Bite-Wing Technique Errors

For the bite-wing technique, errors include receptor placement, angulation, and PID alignment problems.

Receptor Placement Problems

The premolar bite-wing resulting image shows both the maxillary and mandibular premolars and distal contact areas of both canines and molar bite-wing; the resulting image shows both the maxillary and mandibular molars. To ensure that the distal surfaces of the canines are shown in the resulting image, the receptor must be positioned so that the front edge of the receptor is aligned with the midline of the mandibular canine.
A dental radiograph with correct receptor placement for the premolar bite-wing, showing clear and well-defined images of the teeth without overlap or distortion. A dental radiograph with correct receptor placement for the molar bite-wing, displaying clear images of the molar teeth with distinct contours and no overlapping.
An image of correct receptor placement for the premolar bite-wing. An image of correct receptor placement for the molar bite-wing.

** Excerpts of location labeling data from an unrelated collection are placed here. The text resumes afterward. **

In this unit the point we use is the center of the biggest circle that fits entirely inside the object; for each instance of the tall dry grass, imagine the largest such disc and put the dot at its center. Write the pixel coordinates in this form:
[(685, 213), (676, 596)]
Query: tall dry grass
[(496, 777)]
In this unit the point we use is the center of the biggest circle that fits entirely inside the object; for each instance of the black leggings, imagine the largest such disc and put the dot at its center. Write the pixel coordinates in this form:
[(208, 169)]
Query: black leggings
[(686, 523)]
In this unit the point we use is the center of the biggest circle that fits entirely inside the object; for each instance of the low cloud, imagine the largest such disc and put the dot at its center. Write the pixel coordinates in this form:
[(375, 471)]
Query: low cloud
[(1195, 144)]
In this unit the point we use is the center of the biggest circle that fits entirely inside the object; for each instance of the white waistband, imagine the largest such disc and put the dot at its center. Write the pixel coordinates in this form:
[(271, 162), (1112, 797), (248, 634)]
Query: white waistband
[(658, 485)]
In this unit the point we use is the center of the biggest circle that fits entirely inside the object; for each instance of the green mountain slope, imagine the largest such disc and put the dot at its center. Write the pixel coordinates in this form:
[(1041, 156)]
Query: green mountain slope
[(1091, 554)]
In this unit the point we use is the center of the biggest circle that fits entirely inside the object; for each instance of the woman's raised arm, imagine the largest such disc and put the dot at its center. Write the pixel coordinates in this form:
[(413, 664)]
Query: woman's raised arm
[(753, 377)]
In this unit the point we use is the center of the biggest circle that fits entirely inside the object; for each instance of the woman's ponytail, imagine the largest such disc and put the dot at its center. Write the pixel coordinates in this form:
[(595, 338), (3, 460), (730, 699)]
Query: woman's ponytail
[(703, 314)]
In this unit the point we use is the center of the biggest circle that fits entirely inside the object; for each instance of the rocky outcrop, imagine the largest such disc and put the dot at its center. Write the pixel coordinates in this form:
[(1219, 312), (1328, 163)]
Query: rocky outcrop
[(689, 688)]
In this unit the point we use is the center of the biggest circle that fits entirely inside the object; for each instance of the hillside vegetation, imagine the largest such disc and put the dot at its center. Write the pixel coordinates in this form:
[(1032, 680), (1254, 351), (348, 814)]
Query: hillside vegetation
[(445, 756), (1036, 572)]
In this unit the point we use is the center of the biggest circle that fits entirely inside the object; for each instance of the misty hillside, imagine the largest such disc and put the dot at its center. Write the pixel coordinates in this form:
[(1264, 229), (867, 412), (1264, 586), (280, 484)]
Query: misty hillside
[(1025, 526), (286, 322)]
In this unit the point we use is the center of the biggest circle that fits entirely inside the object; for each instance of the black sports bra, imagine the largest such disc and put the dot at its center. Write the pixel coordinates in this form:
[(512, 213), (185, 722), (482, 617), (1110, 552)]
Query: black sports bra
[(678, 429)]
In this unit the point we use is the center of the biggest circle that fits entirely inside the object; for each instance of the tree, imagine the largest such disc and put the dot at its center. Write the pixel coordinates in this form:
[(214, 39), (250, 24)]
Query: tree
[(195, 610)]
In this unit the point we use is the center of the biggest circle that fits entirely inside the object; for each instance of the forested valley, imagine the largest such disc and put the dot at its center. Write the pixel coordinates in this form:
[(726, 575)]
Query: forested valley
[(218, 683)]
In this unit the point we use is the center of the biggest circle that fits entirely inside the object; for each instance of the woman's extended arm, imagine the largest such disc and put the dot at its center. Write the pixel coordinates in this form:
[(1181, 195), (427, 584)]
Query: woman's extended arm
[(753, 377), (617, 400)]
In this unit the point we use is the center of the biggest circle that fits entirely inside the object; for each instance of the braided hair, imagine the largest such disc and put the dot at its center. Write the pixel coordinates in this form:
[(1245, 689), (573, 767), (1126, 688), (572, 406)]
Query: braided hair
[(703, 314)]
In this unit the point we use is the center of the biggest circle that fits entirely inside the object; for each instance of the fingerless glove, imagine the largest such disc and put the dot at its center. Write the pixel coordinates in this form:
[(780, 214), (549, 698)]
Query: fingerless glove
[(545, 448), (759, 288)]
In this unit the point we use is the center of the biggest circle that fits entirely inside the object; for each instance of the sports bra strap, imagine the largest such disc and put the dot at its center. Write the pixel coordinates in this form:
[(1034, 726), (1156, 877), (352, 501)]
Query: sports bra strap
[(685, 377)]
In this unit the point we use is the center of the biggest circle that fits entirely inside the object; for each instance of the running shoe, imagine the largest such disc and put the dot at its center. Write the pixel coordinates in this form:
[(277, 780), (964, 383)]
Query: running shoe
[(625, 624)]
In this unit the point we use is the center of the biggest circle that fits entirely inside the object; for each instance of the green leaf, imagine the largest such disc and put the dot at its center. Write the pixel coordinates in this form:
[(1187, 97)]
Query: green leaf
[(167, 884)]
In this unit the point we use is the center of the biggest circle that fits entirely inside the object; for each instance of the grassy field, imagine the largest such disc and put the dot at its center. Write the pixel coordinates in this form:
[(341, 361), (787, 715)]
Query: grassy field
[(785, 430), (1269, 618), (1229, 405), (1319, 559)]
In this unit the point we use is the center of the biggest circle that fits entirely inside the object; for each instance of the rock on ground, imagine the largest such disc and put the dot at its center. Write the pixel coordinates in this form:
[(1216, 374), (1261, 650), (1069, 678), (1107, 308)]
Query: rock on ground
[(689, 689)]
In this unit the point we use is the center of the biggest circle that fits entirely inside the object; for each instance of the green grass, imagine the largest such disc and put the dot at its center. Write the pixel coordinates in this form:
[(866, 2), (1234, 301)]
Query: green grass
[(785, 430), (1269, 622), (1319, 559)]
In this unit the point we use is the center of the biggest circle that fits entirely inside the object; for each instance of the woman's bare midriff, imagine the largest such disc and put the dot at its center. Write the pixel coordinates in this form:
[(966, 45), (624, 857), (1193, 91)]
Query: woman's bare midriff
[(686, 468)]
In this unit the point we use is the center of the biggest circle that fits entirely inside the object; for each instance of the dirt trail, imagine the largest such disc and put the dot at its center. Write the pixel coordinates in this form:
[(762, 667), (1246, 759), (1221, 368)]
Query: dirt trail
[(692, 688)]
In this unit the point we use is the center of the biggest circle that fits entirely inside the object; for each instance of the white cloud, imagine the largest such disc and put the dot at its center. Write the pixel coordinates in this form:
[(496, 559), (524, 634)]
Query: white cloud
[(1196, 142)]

Incorrect Receptor Placement of Premolar Bite-Wing

The receptor may occur with digital sensors or film, and the bite-wing technique may occur when a beam alignment device or bite-tab is used. It will appear as if the distal surfaces of the canines are not visible on the image. The cause of this is the bite-wing receptor was positioned too far posteriorly in the mouth, which can be corrected by making sure the anterior edge of the bite-wing receptor is positioned at the midline of the mandibular canine. When using a digital sensor, capturing the distal surfaces of the canines during bite-wing exposure can be challenging.
Here is an image of incorrect receptor placement for the premolar bite-wing.
A dental radiograph showing incorrect receptor placement for the premolar bite-wing, resulting in unclear and overlapping images of the premolar teeth.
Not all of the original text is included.